The sixth objection, “the Lady Lovelace’s objection”, suggests that a computer can only do what we order it to do and not originate any of its own work. Turing reacts that this complaint is like saying “there’s nothing new under the sun”. To this, Turing points out that we can never be sure that our original work is not based upon some input that we received from someone else. So giving a computer input and seeing what it does with it is like seeing it originate something. Turing then suggests that this objection may really be that machines don’t surprise us. However, he finds that machines can and do frequently surprise him. Finally, Turing claims that originality may be a programming problem. He suggests that if programmed correctly, that machines could show a similar learning process to that of a preschooler.

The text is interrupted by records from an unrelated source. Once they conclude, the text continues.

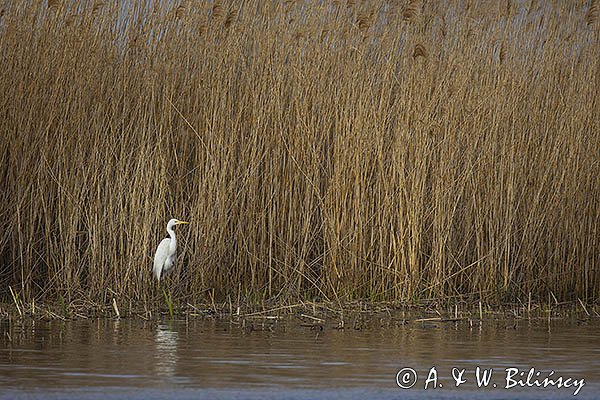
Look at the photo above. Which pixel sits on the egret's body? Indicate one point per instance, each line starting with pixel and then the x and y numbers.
pixel 166 252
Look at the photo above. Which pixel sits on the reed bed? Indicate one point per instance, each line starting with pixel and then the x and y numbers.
pixel 323 150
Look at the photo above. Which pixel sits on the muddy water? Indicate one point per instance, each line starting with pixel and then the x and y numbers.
pixel 133 359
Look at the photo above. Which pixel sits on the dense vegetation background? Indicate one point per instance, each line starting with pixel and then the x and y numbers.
pixel 339 150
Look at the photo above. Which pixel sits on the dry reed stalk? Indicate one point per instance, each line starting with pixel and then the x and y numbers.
pixel 591 15
pixel 411 10
pixel 335 171
pixel 419 51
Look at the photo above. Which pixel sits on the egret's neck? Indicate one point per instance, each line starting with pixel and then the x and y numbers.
pixel 171 232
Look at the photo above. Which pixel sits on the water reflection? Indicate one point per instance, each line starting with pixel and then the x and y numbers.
pixel 165 351
pixel 207 359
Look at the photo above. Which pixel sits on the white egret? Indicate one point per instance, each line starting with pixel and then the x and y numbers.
pixel 166 252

The seventh objection, “the argument from continuity in the nervous system objection” states that humans have a nervous system that does not function as a discrete state machine. Therefore, a computer cannot imitate a continuous machine like the nervous system. Turing responds by addressing the concept that computers are not asked to give different answers but right answers. In the “Turing Test” the interrogator was unable to take advantage of the difference between the human’s and the computer’s responses even though their internal workings are different.

In the eighth objection, the “argument from Informality of Behavior”, it is suggested that computers operate according to rules whereas humans do not always operate according to rules. Rather humans make judgments depending upon the particular situation. Turing suggests that humans have sets of rules of how to act in different contexts. The only way to find what all these laws which regulate human behavior are is by scientific observation. We haven’t yet discovered all these laws or rules.

The ninth and last objection is the “argument from Extrasensory Perception”. If E.S.P. exists, then a computer would be unable to recreate E.S.P. Turing reacts by stating how difficult it is to accept the occurrences of Extrasensory Perception as a scientist, but that the evidence for it is overwhelming. Tests using the computer would have to be seriously adjusted to rule out the influences of ESP.

1c) Turing suggests that most computer simulation programs function very well, but do lack “common sense” knowledge that an average preschooler would be able to handle. Turing makes suggestions about how to overcome this problem. He believes a program can be created that will mimic the mind of a child and have the ability to learn at that level. Since a young child has very little stored in their minds, he believes that the initial phase should be not too difficult to accomplish. There would not be too much to put into the computer to get it to resemble the very young child’s intellect. Educating this child machine, however, may be a long and difficult process. He recognizes that such an educational program will have to be created differently from the way we teach the average child because of the differences between a machine and a human being. But there can be some similarities. He mentions the importance of “reward and punishment” in the teaching process for both computer and human child. For computers, however, the rewards and punishments have to be transmitted through unemotional channels. Also, he describes how certain definitions and propositions would be stored in the computer. Some of these would act like imperatives, so that the appropriate action takes place automatically when the well established fact is input. Turing also proposes that a random element should be put into the child learning machine because this would be helpful in certain types of problem solving. He recognizes the much needs to be done, but is hopeful that with advances in technology machines will eventually be able to mimic the mind of a human and even exhibit common sense.